January 9, 2016 § 5 Comments
Another Australian Cattle dog like Moo.
Moo was the dog brought home by our daughter, Josie, who volunteered at the animal shelter.
Moo put her paws on Josie’s shoulders, stared into her eyes and said, “Get me out of here.”Maybe no one else heard it, but Josie did.
And we needed a dog, not at our house where we had a resident dachshund who owned the place, but for my dad who lived alone six months out of the year in New Jersey between winters spent across the street from us here in Tallahassee.
A phone call during those long summer months was answered by a voice rusty with disuse. The man needed a dog!
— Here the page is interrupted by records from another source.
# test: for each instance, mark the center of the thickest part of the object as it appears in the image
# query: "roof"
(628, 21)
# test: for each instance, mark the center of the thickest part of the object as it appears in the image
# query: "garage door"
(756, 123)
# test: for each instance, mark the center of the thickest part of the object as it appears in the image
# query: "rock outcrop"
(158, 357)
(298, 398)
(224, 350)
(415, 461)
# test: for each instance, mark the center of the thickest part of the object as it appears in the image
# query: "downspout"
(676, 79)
After Moo, my dad did a lot of talking, and when he went anywhere the silhouettes in the front seat included not just the square bald head of the car’s Scandinavian driver but the pointed ears of his loyal cattle dog.
When my father died we grieved, and Moo grieved with us. She had an incredible memory for the places they had been together. I remember going to the annual family gathering at a lake cottage and watching her return again and again to the room they had shared to stare into the emptiness.
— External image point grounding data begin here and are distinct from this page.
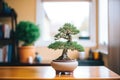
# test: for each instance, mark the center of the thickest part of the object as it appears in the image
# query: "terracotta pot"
(64, 66)
(26, 52)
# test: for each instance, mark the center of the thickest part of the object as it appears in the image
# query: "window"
(54, 14)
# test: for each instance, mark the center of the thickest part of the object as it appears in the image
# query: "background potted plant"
(64, 63)
(27, 33)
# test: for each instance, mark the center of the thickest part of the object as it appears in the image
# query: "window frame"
(85, 42)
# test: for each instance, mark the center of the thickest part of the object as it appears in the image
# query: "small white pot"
(82, 55)
(65, 66)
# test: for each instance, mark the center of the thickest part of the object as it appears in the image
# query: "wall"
(26, 9)
(114, 35)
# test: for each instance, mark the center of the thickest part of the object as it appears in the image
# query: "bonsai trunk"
(64, 55)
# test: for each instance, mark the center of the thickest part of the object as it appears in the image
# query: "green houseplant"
(27, 33)
(66, 33)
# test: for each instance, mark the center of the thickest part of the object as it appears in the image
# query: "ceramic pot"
(82, 55)
(64, 66)
(26, 52)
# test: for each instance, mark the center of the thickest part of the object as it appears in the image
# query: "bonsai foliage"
(27, 32)
(66, 33)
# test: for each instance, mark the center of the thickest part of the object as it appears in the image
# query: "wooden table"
(47, 72)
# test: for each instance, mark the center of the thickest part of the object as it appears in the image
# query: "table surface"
(47, 72)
Moo was a one man dog, and over time my husband Ray took my father’s place. Moo and I were great friends, but Ray was her guy.
The sad thing about dogs is that they have puny lifespans. Why did God waste a long lifespan on parrots? I hate to question the almighty, but parrots, really?
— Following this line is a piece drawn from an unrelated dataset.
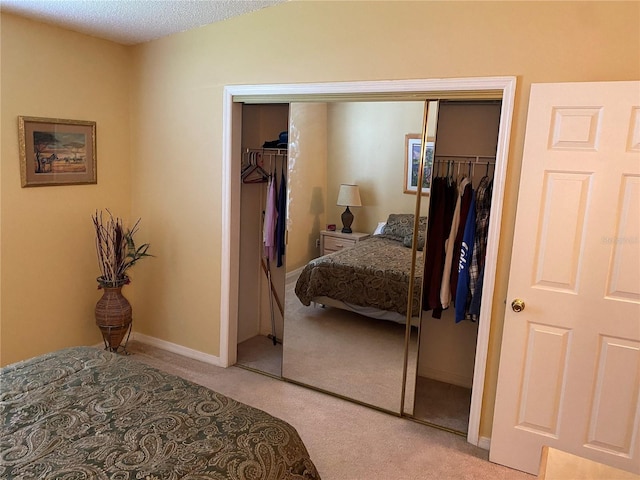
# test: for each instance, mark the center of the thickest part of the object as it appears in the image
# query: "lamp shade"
(349, 196)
When Moo died we faced the vast loneliness of no dog—and the freedom. For a year and a half we didn’t have to seek out a dog-friendly hotel, or shop in under two minutes because the car would get hot.
But we both liked having a dog, and Ray’s hankering for a dog began to build. He looked at the cattle dog rescue sites but the dogs were always pit bulls (maybe a cattle dog had once walked past them).
Then someone told us about a feed store that had an adoption day every Sunday.
I stared at that counter, knowing that whatever dog was back there would be going home with us, Ray just had to be put out of his misery.
Rudy was the dog behind the counter. He came with a name, half a steer pelvis to gnaw on, and a Christmas collar. He was all the things the woman who had been fostering him claimed and much more.
Rudy would give any Zen master a run for his money in the be-here-now department. He is alert and aware moment to moment. When excited he rises up on his back legs and hops.
And can that boy run! We take him to the dog park where he is the rabbit in the race. He is the fastest and most maneuverable dog in the park, and if he tires he slides under one of the picnic tables, protected by the legs of sitting dog owners.
But he can be calm too. He stretches out on my stomach when I am exercising. I think this is called weight training.
Our daughter says he has a grouchy old man face and that if he could talk he’d say, “Hey kid, get off my lawn!” And he kind of does, but no one is responsible for the face issued to them.
It is said that just because your dog thinks you’re the best doesn’t make you a good person.
True, but if you want to be thoroughly approved of and unconditionally loved, nothing beats a dog.